Maximize Income and Resources

According to Goyer, families may be able to access additional income and benefits to help pay for caregiving expenses. Find out if there is a long-term-care insurance policy that can be activated. Apply for any benefits the loved ones may be eligible for, including food, utilities, health, and veterans’ benefits. Get them screened for Medicaid eligibility as well as for Medicare Part D Extra Help for prescriptions.

Help with prescription copayments may also be available through drug manufacturers and nonprofit organizations like the HealthWell Foundation, which provides grants to eligible individuals living with certain health conditions.

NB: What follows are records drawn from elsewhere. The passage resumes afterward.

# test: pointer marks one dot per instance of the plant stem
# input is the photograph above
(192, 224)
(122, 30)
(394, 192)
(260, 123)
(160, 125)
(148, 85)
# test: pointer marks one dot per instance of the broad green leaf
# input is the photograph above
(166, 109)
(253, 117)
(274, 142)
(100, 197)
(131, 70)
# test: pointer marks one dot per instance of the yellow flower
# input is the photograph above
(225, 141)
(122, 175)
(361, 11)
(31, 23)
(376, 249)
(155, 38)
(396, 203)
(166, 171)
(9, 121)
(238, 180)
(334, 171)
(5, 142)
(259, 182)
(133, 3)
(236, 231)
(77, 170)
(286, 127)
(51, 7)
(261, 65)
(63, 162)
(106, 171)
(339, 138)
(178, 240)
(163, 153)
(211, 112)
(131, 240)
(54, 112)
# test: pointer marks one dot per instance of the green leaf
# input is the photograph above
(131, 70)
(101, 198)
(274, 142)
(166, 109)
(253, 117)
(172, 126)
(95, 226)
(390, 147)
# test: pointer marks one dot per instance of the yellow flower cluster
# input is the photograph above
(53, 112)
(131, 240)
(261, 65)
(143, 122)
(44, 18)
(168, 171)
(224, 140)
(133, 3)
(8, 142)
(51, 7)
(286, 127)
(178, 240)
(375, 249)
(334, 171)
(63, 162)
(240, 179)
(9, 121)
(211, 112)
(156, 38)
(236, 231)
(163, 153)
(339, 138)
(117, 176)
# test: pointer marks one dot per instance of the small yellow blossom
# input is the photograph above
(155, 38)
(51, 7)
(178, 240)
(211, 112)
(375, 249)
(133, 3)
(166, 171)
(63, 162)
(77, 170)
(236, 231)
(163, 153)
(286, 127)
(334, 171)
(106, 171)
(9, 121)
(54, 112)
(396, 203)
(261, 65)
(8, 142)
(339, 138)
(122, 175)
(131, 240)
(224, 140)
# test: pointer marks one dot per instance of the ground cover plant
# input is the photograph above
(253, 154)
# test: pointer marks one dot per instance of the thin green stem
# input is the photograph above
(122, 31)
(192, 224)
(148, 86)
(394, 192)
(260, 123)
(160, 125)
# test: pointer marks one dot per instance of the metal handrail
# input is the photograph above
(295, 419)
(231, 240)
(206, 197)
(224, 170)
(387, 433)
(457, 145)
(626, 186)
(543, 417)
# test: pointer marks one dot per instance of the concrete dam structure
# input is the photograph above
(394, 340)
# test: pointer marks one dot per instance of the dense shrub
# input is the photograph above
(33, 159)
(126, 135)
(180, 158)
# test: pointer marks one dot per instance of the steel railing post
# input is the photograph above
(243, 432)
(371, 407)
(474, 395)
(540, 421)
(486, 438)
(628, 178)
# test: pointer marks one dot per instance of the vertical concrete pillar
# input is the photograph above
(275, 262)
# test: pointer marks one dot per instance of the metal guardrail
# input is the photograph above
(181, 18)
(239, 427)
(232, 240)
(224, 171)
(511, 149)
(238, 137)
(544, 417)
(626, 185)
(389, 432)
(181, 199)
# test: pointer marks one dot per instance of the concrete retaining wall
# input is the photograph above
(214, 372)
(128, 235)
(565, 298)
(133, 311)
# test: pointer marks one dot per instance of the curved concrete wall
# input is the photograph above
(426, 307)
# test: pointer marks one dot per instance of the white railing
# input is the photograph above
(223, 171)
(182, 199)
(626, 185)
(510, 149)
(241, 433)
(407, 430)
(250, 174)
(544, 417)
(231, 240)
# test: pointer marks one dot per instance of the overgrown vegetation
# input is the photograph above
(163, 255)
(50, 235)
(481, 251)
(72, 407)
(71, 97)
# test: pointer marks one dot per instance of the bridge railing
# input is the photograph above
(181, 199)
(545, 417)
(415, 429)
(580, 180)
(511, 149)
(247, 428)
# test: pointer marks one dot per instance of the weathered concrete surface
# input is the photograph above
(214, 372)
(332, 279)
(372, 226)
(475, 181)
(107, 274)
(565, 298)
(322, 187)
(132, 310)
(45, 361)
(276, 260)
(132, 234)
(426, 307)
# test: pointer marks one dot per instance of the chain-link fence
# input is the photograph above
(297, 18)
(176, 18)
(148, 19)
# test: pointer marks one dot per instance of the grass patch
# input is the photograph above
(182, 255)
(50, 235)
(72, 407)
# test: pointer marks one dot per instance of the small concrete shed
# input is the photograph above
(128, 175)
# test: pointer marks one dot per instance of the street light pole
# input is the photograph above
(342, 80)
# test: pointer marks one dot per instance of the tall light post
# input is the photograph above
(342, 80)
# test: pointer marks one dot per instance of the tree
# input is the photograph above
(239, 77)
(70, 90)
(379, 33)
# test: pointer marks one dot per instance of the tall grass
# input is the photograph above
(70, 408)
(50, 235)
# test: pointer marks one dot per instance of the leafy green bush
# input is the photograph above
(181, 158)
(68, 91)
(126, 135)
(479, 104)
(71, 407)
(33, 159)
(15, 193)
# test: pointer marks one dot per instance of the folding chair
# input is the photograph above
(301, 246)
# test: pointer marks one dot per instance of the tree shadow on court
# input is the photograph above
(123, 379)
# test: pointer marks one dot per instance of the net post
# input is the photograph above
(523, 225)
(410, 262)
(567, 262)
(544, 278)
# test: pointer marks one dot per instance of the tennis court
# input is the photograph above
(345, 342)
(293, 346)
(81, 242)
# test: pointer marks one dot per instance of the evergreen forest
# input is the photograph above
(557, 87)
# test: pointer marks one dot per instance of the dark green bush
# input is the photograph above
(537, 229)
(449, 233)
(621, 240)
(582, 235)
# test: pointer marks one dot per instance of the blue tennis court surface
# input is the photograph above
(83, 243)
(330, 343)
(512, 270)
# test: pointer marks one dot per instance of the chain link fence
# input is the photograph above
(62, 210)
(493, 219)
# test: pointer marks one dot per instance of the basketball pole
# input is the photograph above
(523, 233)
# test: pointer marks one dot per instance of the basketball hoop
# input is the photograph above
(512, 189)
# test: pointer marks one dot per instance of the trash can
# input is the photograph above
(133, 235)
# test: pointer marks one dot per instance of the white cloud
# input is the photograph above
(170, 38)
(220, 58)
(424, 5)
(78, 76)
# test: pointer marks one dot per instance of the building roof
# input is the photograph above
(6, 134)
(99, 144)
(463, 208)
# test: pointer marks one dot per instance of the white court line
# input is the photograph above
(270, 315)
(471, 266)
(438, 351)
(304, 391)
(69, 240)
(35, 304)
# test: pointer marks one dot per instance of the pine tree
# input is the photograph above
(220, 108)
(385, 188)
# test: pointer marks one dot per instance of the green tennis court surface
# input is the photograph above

Search out free or reduced-cost services, suggests Goyer. Contact your state and area agencies on aging to ask about eligibility requirements and any services that are free or offered on a sliding fee scale. If you are caring for a veteran, contact the VA Caregiver Support Program to ask about eligibility for services.

A wealth of financial information, resources, and peer connection groups are available through AARP’s Family Caregiving site, including a Financial Workbook for Family Caregivers, a practical guide focused on health, housing, and money management. Each set of worksheets in the guide is designed to help caregivers capture the essential information needed to manage the complex responsibilities of caregiving. AARP recommends that caregivers make a copy of the completed guide to give to a trusted relative, colleague, or friend in the event you are unable to care for your loved ones.

Goyer also encourages families to get creative in maximizing income and resources by investigating if a reverse mortgage, home equity loan, home equity line of credit, or an income-generating house-sharing arrangement are viable options.

“Recruit volunteers to help where appropriate, including friends, neighbors, faith communities, and volunteer organizations,” she concludes. “And remember that when caring for someone, expenses are about more than their health, they’re also about their quality of life.”